A state law effective March 1 bans many types of businesses from using the thin plastic bags that have been clogging up landfills, getting tangled in trees and accumulating in lakes and seas. Single-use paper bags are still allowed, but counties have the option of imposing a 5 cent fee.
But the Department of Environmental Conservation agreed to delay enforcement of the law as the state fought to get a court to toss the lawsuit. And amid the COVID-19 pandemic, some retailers have prohibited customers from bringing in reusable bags that New York lawmakers hope to promote.
State Supreme Court Justice Gerald Connolly ordered New York in a decision released Thursday to strike a part of the plastic bag ban regulations that some environmental activists worried would allow retailers to eventually hand out a bag several times thicker than the kind provided at Macy’s and shopping malls.
State environmental conservation commissioner Basil Seggos has defended the exemption as in line with the law. And his agency has said the plastic industry probably lacks the machinery to produce thicker plastic bags that meet New York’s proposed standard and still be cost-effective.
But Justice Connolly said Thursday the exemption was in "plain contradiction" of the state law.

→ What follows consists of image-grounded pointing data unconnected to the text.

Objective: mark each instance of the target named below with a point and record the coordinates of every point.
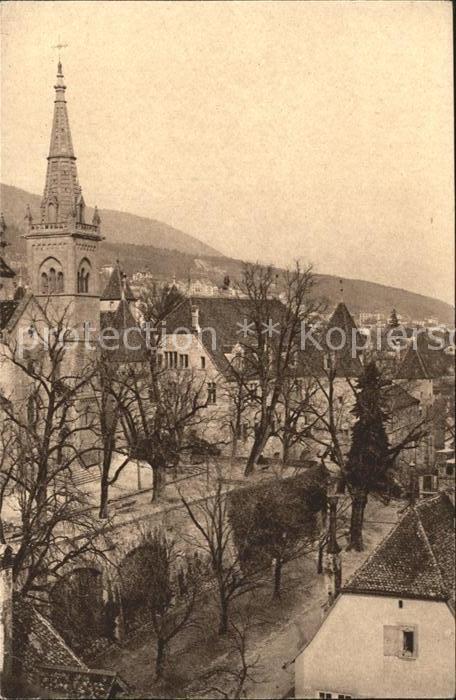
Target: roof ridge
(58, 636)
(375, 550)
(431, 552)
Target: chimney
(6, 614)
(333, 566)
(195, 320)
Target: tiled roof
(425, 361)
(225, 315)
(13, 310)
(50, 665)
(123, 320)
(5, 270)
(7, 309)
(417, 557)
(398, 399)
(113, 290)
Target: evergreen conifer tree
(370, 458)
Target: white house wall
(346, 656)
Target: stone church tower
(62, 249)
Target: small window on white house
(400, 641)
(212, 393)
(183, 361)
(171, 360)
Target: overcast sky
(270, 130)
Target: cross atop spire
(62, 198)
(3, 241)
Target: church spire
(3, 241)
(62, 199)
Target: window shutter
(390, 640)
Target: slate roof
(425, 361)
(225, 315)
(339, 338)
(416, 559)
(398, 399)
(5, 270)
(123, 320)
(113, 290)
(7, 309)
(49, 664)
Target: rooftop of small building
(117, 287)
(416, 559)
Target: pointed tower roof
(342, 340)
(62, 205)
(62, 191)
(117, 287)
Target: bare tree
(269, 351)
(243, 667)
(163, 415)
(155, 303)
(215, 537)
(165, 584)
(46, 445)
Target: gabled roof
(7, 309)
(5, 270)
(424, 361)
(221, 319)
(49, 664)
(132, 344)
(416, 559)
(398, 399)
(340, 340)
(113, 290)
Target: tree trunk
(223, 623)
(258, 446)
(157, 483)
(234, 445)
(285, 451)
(104, 492)
(321, 549)
(359, 501)
(277, 578)
(160, 660)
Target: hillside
(118, 226)
(182, 255)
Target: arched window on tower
(51, 277)
(84, 277)
(80, 211)
(44, 283)
(52, 213)
(52, 281)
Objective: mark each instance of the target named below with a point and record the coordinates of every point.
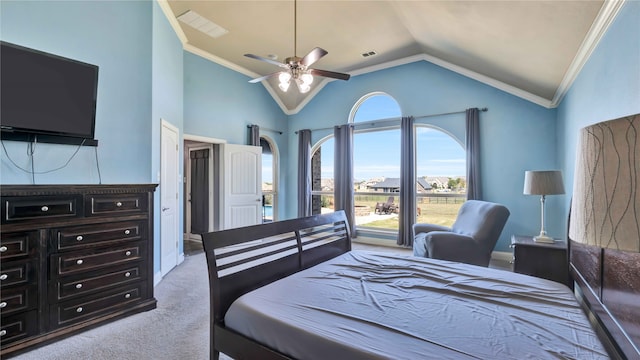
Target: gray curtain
(254, 135)
(199, 191)
(343, 173)
(407, 182)
(304, 173)
(472, 139)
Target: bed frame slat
(237, 266)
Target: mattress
(365, 305)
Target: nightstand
(543, 260)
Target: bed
(294, 289)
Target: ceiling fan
(296, 68)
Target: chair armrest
(423, 227)
(454, 247)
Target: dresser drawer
(17, 272)
(69, 312)
(116, 204)
(77, 237)
(18, 299)
(19, 208)
(82, 261)
(18, 245)
(18, 326)
(68, 287)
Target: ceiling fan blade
(313, 56)
(330, 74)
(257, 80)
(276, 63)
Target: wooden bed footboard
(243, 259)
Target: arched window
(440, 169)
(376, 162)
(269, 179)
(441, 181)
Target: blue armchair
(470, 240)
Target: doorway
(200, 172)
(201, 180)
(169, 183)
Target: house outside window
(269, 180)
(440, 169)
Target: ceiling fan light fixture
(284, 77)
(303, 87)
(284, 86)
(306, 78)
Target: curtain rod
(399, 118)
(267, 129)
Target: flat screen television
(46, 94)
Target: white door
(169, 182)
(242, 185)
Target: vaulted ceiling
(532, 49)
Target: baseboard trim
(157, 277)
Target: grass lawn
(434, 213)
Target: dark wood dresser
(72, 257)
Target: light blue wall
(220, 103)
(516, 135)
(608, 87)
(116, 36)
(167, 104)
(145, 76)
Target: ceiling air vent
(200, 23)
(369, 53)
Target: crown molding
(603, 20)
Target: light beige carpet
(177, 329)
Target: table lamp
(543, 183)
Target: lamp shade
(543, 182)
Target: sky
(377, 154)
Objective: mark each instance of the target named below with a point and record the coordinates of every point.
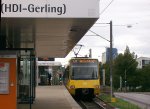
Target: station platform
(52, 97)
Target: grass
(120, 103)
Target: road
(142, 100)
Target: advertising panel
(50, 8)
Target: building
(143, 61)
(106, 55)
(104, 58)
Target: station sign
(50, 8)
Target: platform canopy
(51, 27)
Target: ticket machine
(8, 82)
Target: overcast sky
(135, 13)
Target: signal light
(72, 87)
(97, 86)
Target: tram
(82, 78)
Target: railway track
(91, 104)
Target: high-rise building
(142, 62)
(106, 55)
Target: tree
(143, 78)
(124, 66)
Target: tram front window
(84, 71)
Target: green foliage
(143, 78)
(125, 66)
(120, 103)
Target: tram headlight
(72, 87)
(97, 86)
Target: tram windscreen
(84, 70)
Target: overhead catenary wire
(99, 35)
(106, 8)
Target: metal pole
(125, 81)
(111, 80)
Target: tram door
(8, 85)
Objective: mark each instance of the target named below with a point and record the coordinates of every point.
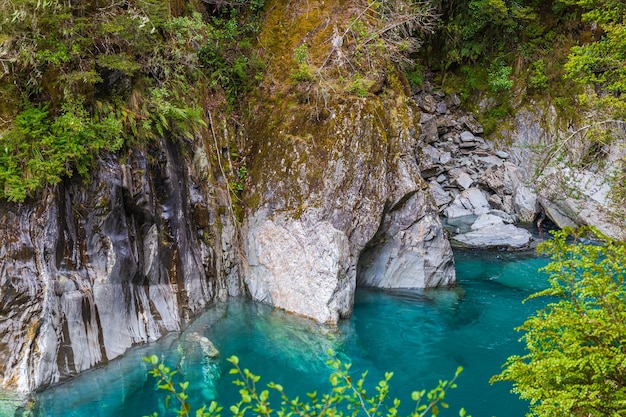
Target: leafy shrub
(498, 78)
(537, 78)
(347, 396)
(39, 150)
(575, 360)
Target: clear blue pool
(422, 336)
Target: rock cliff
(334, 183)
(94, 267)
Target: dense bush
(575, 360)
(90, 76)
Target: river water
(421, 336)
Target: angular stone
(486, 220)
(525, 203)
(441, 196)
(472, 124)
(467, 136)
(464, 180)
(407, 254)
(427, 103)
(429, 131)
(488, 161)
(476, 200)
(308, 281)
(495, 236)
(442, 108)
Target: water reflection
(422, 336)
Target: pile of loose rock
(478, 189)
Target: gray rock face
(570, 193)
(349, 189)
(489, 231)
(88, 271)
(473, 180)
(301, 266)
(408, 251)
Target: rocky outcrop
(349, 189)
(91, 269)
(333, 176)
(478, 189)
(572, 169)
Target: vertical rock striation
(91, 269)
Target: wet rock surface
(92, 269)
(347, 194)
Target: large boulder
(490, 231)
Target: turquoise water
(422, 336)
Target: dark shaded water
(422, 336)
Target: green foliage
(346, 396)
(360, 86)
(40, 150)
(498, 78)
(415, 76)
(575, 363)
(94, 76)
(537, 78)
(602, 62)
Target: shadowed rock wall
(93, 268)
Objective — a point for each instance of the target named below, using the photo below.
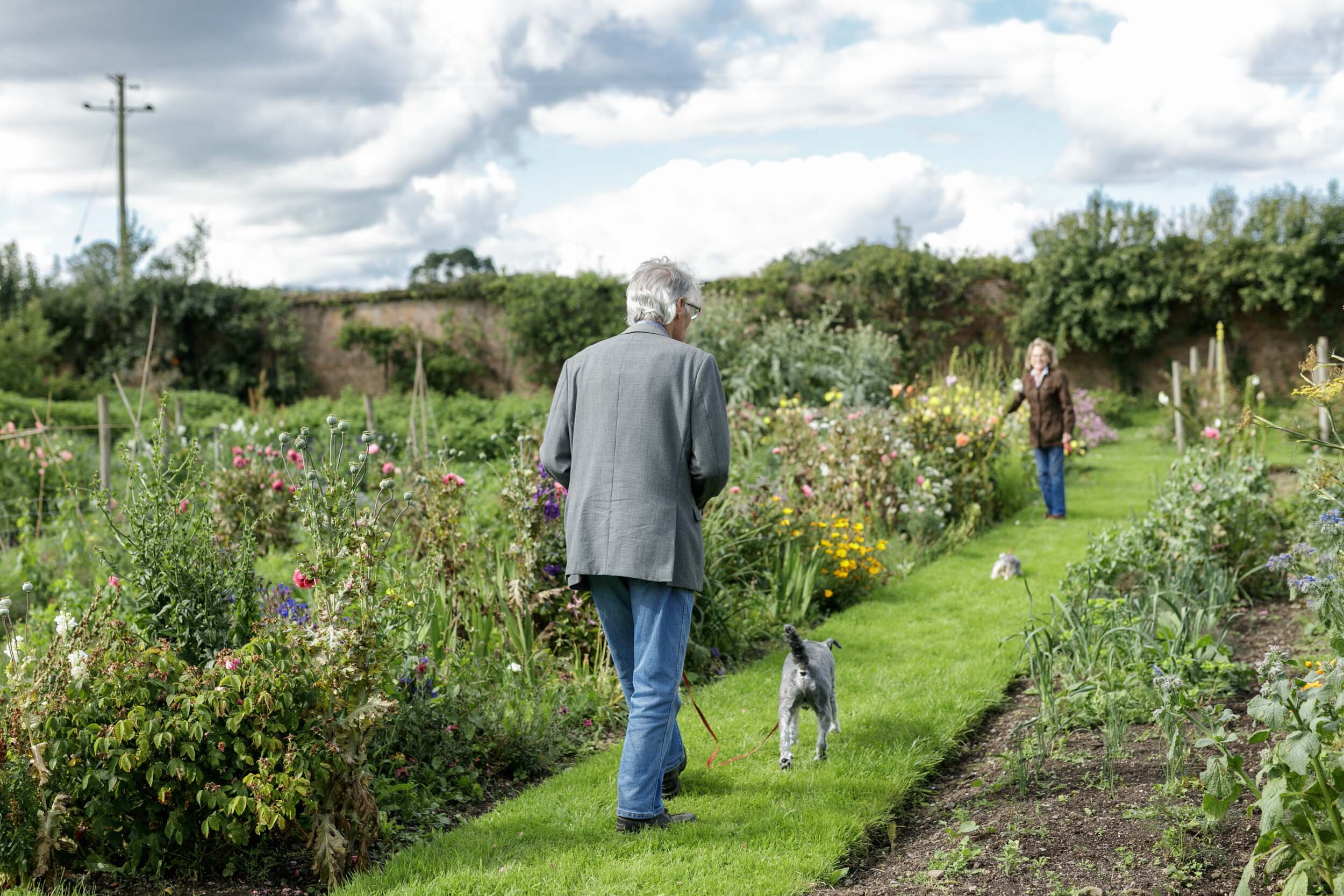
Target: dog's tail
(791, 634)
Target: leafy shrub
(765, 361)
(252, 499)
(20, 811)
(184, 585)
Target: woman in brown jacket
(1046, 390)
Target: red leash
(709, 763)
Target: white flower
(65, 622)
(78, 664)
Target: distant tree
(444, 268)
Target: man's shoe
(631, 825)
(673, 781)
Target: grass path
(921, 663)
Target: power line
(120, 109)
(97, 182)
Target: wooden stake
(1181, 422)
(104, 444)
(1323, 355)
(144, 375)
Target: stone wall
(1269, 351)
(323, 315)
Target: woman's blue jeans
(647, 625)
(1050, 473)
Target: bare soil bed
(972, 830)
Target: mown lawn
(918, 666)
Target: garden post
(1323, 354)
(1181, 424)
(104, 444)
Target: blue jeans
(1050, 475)
(647, 625)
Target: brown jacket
(1052, 407)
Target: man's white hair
(654, 291)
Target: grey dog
(808, 680)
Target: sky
(330, 144)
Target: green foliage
(553, 318)
(183, 583)
(1098, 284)
(20, 812)
(447, 370)
(807, 356)
(214, 336)
(442, 268)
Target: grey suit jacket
(639, 434)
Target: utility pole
(119, 108)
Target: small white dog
(1006, 567)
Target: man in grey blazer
(639, 436)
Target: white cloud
(733, 217)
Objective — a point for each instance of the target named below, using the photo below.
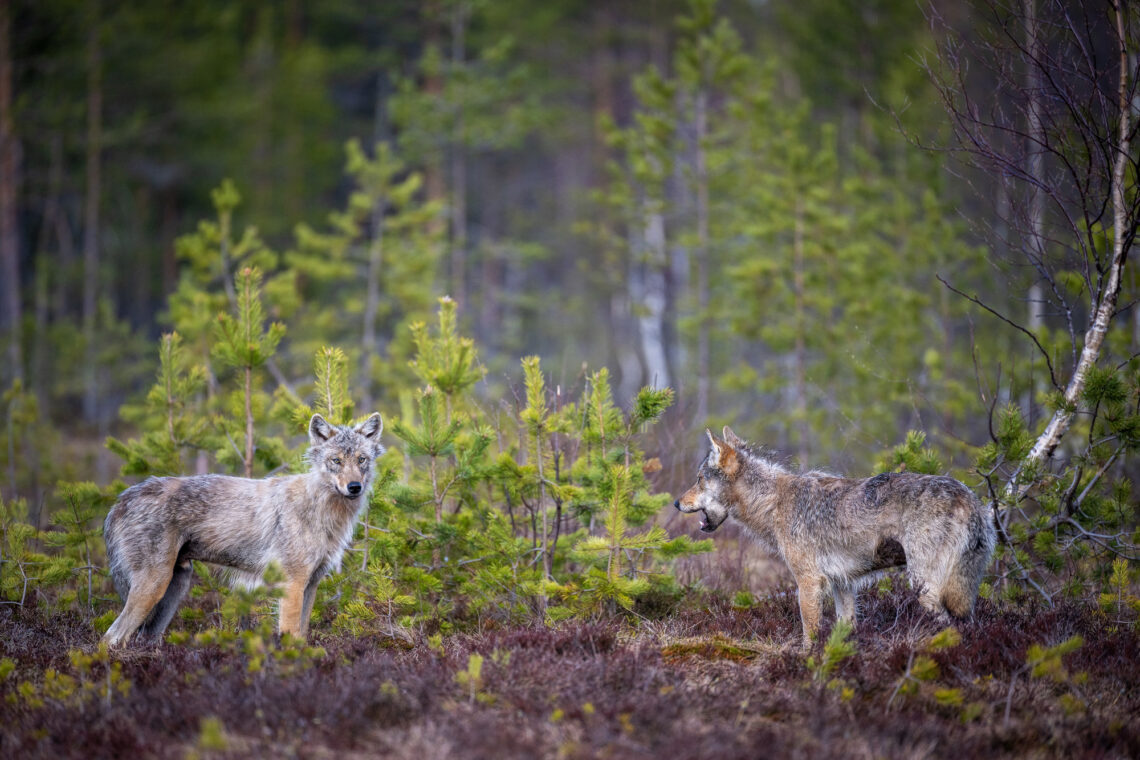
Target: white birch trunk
(1105, 307)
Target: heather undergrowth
(714, 679)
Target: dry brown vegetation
(708, 680)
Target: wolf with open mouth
(839, 534)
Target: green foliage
(913, 456)
(170, 411)
(837, 648)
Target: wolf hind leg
(156, 622)
(146, 590)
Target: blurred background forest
(734, 201)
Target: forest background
(553, 243)
(751, 204)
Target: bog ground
(707, 680)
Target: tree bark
(1110, 288)
(458, 262)
(91, 209)
(372, 300)
(650, 295)
(9, 177)
(1035, 169)
(702, 258)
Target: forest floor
(706, 680)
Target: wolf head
(344, 455)
(711, 493)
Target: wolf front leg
(288, 620)
(809, 590)
(310, 595)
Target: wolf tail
(961, 586)
(120, 574)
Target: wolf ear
(372, 426)
(723, 455)
(319, 430)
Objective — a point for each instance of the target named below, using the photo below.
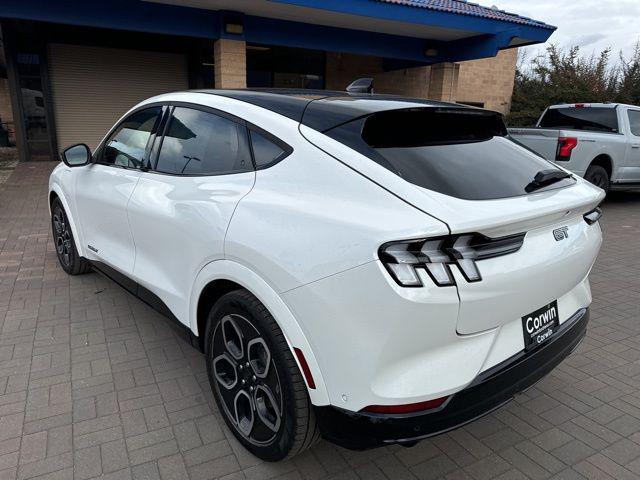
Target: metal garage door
(93, 86)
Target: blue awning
(416, 32)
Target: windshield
(583, 118)
(460, 156)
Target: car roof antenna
(361, 85)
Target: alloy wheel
(247, 380)
(62, 234)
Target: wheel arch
(222, 276)
(55, 192)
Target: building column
(230, 63)
(443, 83)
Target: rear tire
(598, 176)
(256, 381)
(66, 250)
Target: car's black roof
(323, 109)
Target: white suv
(365, 268)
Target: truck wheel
(256, 381)
(598, 176)
(70, 261)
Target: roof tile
(463, 7)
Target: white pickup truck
(598, 141)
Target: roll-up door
(93, 87)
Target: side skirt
(148, 297)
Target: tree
(559, 76)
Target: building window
(284, 67)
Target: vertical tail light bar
(435, 256)
(565, 147)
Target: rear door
(103, 190)
(460, 168)
(181, 208)
(632, 162)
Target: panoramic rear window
(581, 118)
(464, 154)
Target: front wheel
(70, 261)
(255, 380)
(598, 176)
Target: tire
(599, 177)
(66, 250)
(255, 380)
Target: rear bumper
(487, 392)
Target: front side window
(203, 143)
(634, 122)
(126, 146)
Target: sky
(593, 25)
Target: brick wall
(489, 81)
(230, 63)
(344, 68)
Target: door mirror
(77, 155)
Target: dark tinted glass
(202, 143)
(595, 119)
(127, 144)
(453, 153)
(634, 122)
(265, 152)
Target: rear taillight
(403, 260)
(410, 408)
(565, 147)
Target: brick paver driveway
(95, 384)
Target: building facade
(69, 69)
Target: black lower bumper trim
(491, 390)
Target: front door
(104, 188)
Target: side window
(266, 151)
(634, 122)
(126, 146)
(202, 143)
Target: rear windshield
(585, 118)
(461, 154)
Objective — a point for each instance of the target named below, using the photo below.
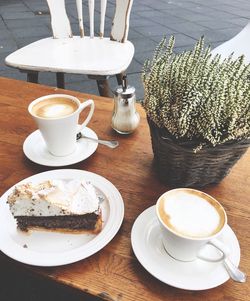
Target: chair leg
(102, 84)
(32, 76)
(60, 80)
(119, 78)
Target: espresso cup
(56, 116)
(189, 221)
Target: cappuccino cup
(189, 221)
(56, 116)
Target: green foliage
(197, 96)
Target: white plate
(196, 275)
(43, 248)
(35, 149)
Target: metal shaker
(125, 118)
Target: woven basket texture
(178, 166)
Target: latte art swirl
(54, 108)
(191, 213)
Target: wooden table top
(114, 273)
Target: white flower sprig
(197, 96)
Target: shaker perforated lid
(123, 90)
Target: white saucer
(35, 149)
(196, 275)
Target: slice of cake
(68, 206)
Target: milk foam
(191, 215)
(54, 108)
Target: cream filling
(54, 198)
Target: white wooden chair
(95, 56)
(238, 45)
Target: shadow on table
(17, 284)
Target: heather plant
(197, 96)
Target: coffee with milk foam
(55, 107)
(191, 213)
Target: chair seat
(74, 55)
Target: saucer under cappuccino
(56, 107)
(191, 213)
(57, 118)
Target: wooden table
(114, 273)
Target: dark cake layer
(73, 222)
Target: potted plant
(198, 110)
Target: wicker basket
(178, 166)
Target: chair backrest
(61, 27)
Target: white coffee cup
(56, 116)
(189, 221)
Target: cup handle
(83, 105)
(219, 246)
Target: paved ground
(25, 21)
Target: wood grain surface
(114, 273)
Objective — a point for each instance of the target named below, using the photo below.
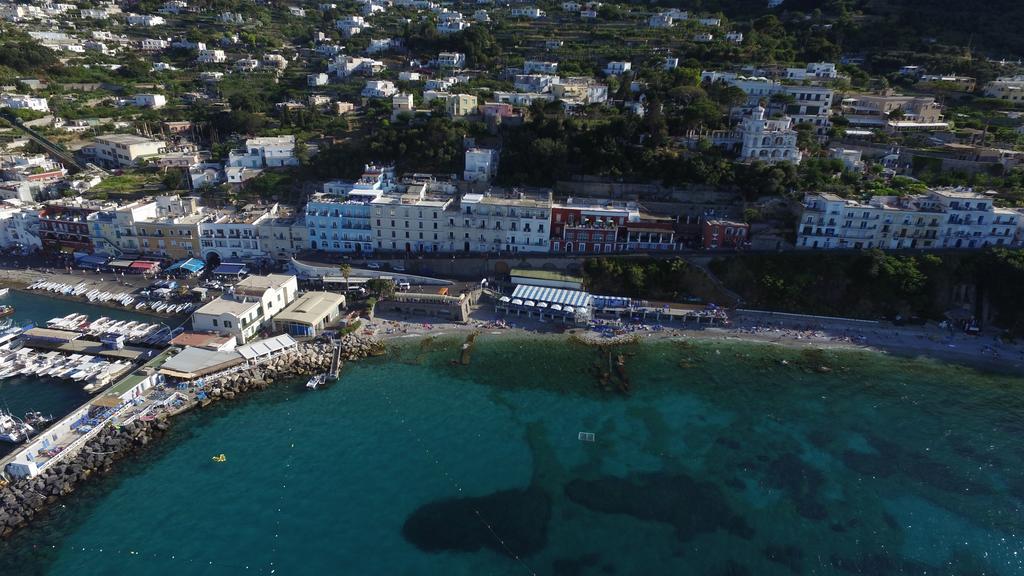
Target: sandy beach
(985, 353)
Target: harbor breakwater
(25, 499)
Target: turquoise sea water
(721, 460)
(50, 396)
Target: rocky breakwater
(305, 360)
(23, 500)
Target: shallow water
(720, 460)
(49, 396)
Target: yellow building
(170, 237)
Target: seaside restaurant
(559, 304)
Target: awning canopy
(266, 346)
(611, 302)
(562, 296)
(91, 260)
(230, 269)
(192, 265)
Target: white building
(154, 44)
(24, 101)
(19, 227)
(379, 89)
(481, 164)
(147, 21)
(211, 56)
(124, 150)
(526, 12)
(769, 140)
(246, 65)
(617, 68)
(540, 67)
(452, 59)
(410, 221)
(343, 67)
(351, 26)
(806, 105)
(235, 237)
(150, 100)
(1010, 88)
(813, 71)
(266, 152)
(945, 218)
(516, 222)
(401, 104)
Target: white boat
(316, 381)
(13, 429)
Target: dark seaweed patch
(690, 506)
(801, 482)
(893, 459)
(880, 565)
(574, 566)
(518, 517)
(790, 557)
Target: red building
(725, 234)
(589, 227)
(62, 228)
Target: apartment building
(461, 105)
(1009, 88)
(235, 237)
(24, 101)
(805, 105)
(64, 225)
(267, 152)
(513, 222)
(768, 140)
(942, 218)
(19, 228)
(813, 71)
(481, 165)
(118, 151)
(410, 221)
(893, 112)
(340, 218)
(451, 59)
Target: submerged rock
(690, 506)
(517, 517)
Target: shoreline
(121, 437)
(889, 342)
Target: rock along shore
(26, 499)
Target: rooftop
(223, 305)
(262, 283)
(311, 307)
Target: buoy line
(455, 484)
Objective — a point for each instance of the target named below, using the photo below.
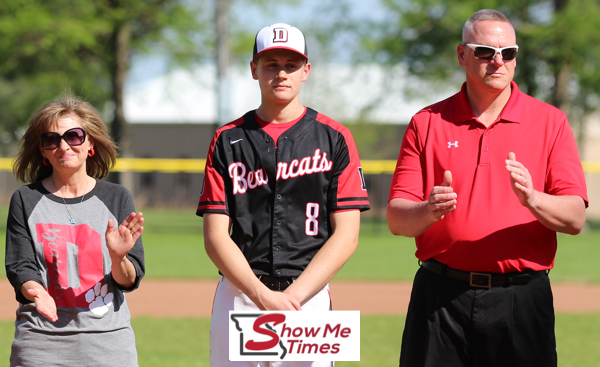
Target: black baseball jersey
(279, 200)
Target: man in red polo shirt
(484, 181)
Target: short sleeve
(349, 190)
(213, 198)
(407, 181)
(565, 174)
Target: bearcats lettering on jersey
(280, 199)
(254, 179)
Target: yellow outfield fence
(197, 165)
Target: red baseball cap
(280, 36)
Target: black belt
(276, 284)
(482, 280)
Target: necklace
(72, 221)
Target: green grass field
(174, 250)
(184, 342)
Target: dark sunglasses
(489, 52)
(73, 137)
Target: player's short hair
(29, 166)
(483, 15)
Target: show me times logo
(294, 336)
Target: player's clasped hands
(442, 199)
(520, 180)
(277, 301)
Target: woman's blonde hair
(29, 166)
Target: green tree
(47, 47)
(558, 58)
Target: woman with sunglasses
(67, 257)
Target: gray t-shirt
(72, 262)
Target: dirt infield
(156, 298)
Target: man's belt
(276, 284)
(482, 280)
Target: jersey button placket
(278, 217)
(486, 147)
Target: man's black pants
(449, 323)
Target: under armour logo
(279, 35)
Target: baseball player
(282, 195)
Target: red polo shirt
(489, 230)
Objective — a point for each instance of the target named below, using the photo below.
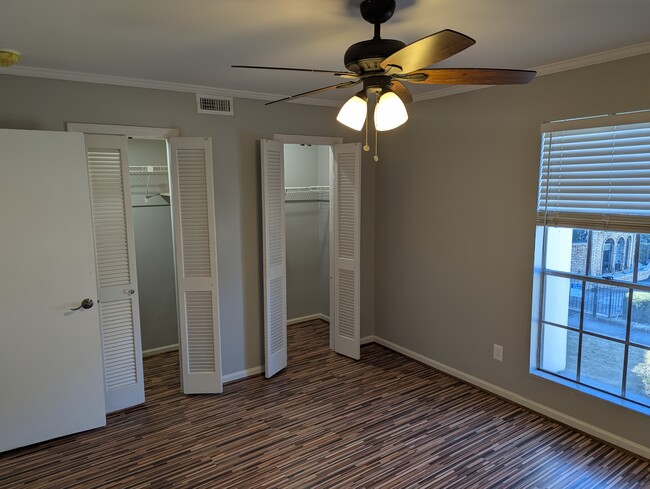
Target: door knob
(85, 304)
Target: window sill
(592, 392)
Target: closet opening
(307, 175)
(154, 244)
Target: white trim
(242, 374)
(311, 317)
(522, 401)
(129, 131)
(123, 81)
(548, 69)
(570, 64)
(162, 349)
(315, 140)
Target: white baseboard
(523, 401)
(242, 374)
(162, 349)
(311, 317)
(366, 340)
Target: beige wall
(32, 103)
(456, 193)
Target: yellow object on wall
(9, 57)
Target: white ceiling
(195, 41)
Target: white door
(274, 263)
(51, 381)
(346, 199)
(110, 198)
(195, 251)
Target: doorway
(194, 247)
(345, 251)
(154, 244)
(307, 231)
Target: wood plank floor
(327, 421)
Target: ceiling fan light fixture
(390, 112)
(353, 113)
(9, 57)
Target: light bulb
(390, 112)
(353, 113)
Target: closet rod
(305, 200)
(312, 188)
(148, 170)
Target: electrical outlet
(497, 352)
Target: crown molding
(153, 84)
(566, 65)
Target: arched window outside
(608, 256)
(619, 257)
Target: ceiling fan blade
(470, 76)
(426, 51)
(318, 90)
(347, 74)
(401, 91)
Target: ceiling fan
(383, 65)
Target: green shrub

"It remains, of course, within the province of the Legislature to enact legislation to the extent it seeks to expand the list of ’exempt bags," he wrote.
Department officials plan to soon notify stores and businesses about when and how New York will start enforcing the law.
"The court’s decision is a victory and a vindication of New York State’s efforts to end the scourge of single-use plastic bags and a direct rebuke to the plastic bag manufacturers who tried to stop our law," Seggos said in a statement.
Plastic bag manufacturers and convenience store owners had argued New York’s plastic bag ban would bankrupt their industries. And they argued the court should discard the entire ban because state regulators needed legislative permission for their exemption for thicker plastic bags.
Justice Connolly said those opponents failed in their arguments to strike down New York’s plastic bag ban in light of the ongoing COVID-19 crisis.
Zachary Taylor, director of the American Recyclable Plastic Bag Alliance, said New York’s law is still "unworkable" and warned that small retailers will struggle to get paper bags amid the pandemic.
The advocacy group, which represents the U.S. plastic bag manufacturing industry, has reported spending $145,000 on lobbying New York lawmakers who pushed for single-use bag regulations over the last two years, according to state lobbying records.
"Unfortunately, we are back where we started, and New York’s bag ban is still broken," Taylor said.
Supporters of New York’s ban who had criticized the exemption for thicker bags said New York’s plastic bag ban is now a model for other states.
"Once fully implemented, New Yorkers will see the benefits of this law almost immediately with less plastic bag litter in neighborhoods, parks and rivers," Judith Enck, president of advocacy group Beyond Plastics and former EPA Regional Administrator, said.